Mental health has taken a nosedive for many people this year — spurred by economic and political uncertainty, a Covid-19-fueled public health crisis, and being cooped up. In the US, a startup is today announcing some funding to make it easier for those who need it to find help.
Headway, which helps people search for and engage therapists who accept insurance for payments, is today announcing that it has raised $26 million, a Series A that it plans to use to expand the service to more cities and to widen the pool of therapists that it works with, as well as to invest in building out more technology to improve how its search and recommendation works. The startup currently has some 1,800 therapists on its books in the New York area and says that tens of thousands of patients have used its service.
The funding is being co-led by Thrive and GV (formerly known as Google Ventures), and also includes participation from past investors Accel (which led its seed round), GFC and IA Ventures. The startup has now raised $33 million, and other previous investors include the founders of One Medical, Flatiron Health, and Clover Health. It’s not disclosing valuation with this round.

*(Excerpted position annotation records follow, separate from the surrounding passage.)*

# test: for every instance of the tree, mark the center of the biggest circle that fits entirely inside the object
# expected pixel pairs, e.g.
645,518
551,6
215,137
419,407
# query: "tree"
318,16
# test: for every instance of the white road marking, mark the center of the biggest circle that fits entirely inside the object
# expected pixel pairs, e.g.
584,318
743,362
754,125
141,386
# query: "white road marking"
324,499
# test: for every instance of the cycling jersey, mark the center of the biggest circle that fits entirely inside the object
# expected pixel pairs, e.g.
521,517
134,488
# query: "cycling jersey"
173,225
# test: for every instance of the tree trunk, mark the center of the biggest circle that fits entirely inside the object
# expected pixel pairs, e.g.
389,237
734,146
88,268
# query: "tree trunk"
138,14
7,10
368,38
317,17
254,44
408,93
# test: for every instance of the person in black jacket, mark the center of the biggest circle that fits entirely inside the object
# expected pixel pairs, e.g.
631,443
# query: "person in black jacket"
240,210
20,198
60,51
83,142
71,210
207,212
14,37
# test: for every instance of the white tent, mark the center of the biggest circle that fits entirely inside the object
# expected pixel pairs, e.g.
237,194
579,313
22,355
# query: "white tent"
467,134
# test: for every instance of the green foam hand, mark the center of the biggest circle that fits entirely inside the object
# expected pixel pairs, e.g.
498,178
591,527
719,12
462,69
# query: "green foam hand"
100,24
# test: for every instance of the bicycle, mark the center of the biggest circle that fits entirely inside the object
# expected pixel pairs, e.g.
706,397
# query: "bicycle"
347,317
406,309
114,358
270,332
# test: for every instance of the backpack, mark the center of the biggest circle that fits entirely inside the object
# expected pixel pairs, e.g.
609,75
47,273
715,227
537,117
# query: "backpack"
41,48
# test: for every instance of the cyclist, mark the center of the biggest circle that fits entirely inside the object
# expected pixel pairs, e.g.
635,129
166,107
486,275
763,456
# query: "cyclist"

Headway has built a two-sided marketplace of sorts that taps into one of the biggest hurdles around how medical care works in the US: it favors big business over smaller operations.
People who are seeking out a therapist usually are looking for someone who they can trust and connect with to constructively and reassuringly work through problems they are facing. That can be a big challenge in itself — and Headway addresses that with a kind of “Yelp” style directory covering them (but without any kind of paid placement, just listings, which could be one reason why it caught the eye of a VC connected to the world’s biggest online search company). But this isn’t the only issue patients face.
In many cases, therapists are sole traders, people who work for themselves, and they typically do not take insurance as payment.
The reason may have been originally partly traditional. Specifically, therapy would not have been covered by insurance in the old days, and employees would not want to disclose issues to employers, who typically provide health insurance in the US. (This is rapidly changing, and in some industries it’s been turned into a deal sweetener, with extensive policies covering many other kind of therapies also included). But it is also operational: the health insurance industry is geared around working with large hospitals and health organizations who have large teams of people there to specifically handle claims, process payments, and generally interface with the different parties.
Andrew Adams, the co-founder and CEO of Headway, said he came up against this very issue himself when moving to New York from California several years ago. Looking for a therapist, he found most unwilling to accept his insurance as payment, making getting therapy unaffordable.
“This is the defining problem in the space,” he in an interview. “Health insurance is built around a medical world dominated by billers and admins, but therapists are small practitioners and don’t have the bandwidth to handle that, so they don’t. So we thought if we could make it easier for them to, they would, and they have.”
Headway’s approach has been to build relationships with insurers and act as a kind of middleman/broker between them and a wide pool of therapists. It’s built software that helps them manage not just appointment booking but critically billing and all of the work that comes with that.
The business model is interesting here: Headway doesn’t charge patients for its search service, nor does it charge therapists. It takes a commission from the insurance providers which pay it essentially for enabling wider access to more therapists (and billable work) for their policies.
Today, the focus is squarely on mental health, with “therapists” mostly being in categories like psychotherapy or psychiatry. But you could imagine how that might over time widen out to the multitude of other professional categories that also reach into complementary or completely different categories of therapies and are connected to a person’s well-being and mental health.
So, too, are the opportunities for what Headway provides in the process. Adams said that before the coronavirus pandemic, some 90% of meetings between patients and therapists were in-person. Now “90% are virtual.” While Headway is not providing the platform for those meetings to take place, it seems like an obvious step to provide therapists with the tools to do their customer-facing work alongside the tools it’s already providing to handle those relationships in the back office.
Similarly, while the search engine today can help people look for therapists based on some parameters like location, gender and age, you can imagine more being brought into that recommendation mix, where a person without a clear idea of what he or she wants can perhaps walk through a more detailed list to identify what to look for next.
Interestingly, Headway’s role may be no less important in environments where there may be multiple systems at work, for example in countries where government provides some healthcare insurance, or all of it, or none at all.
“The complexity of dealing with insurance doesn’t get any harder or easier,” Adams said. “In fact, I’d say there is even more needed to deal with the complexity.”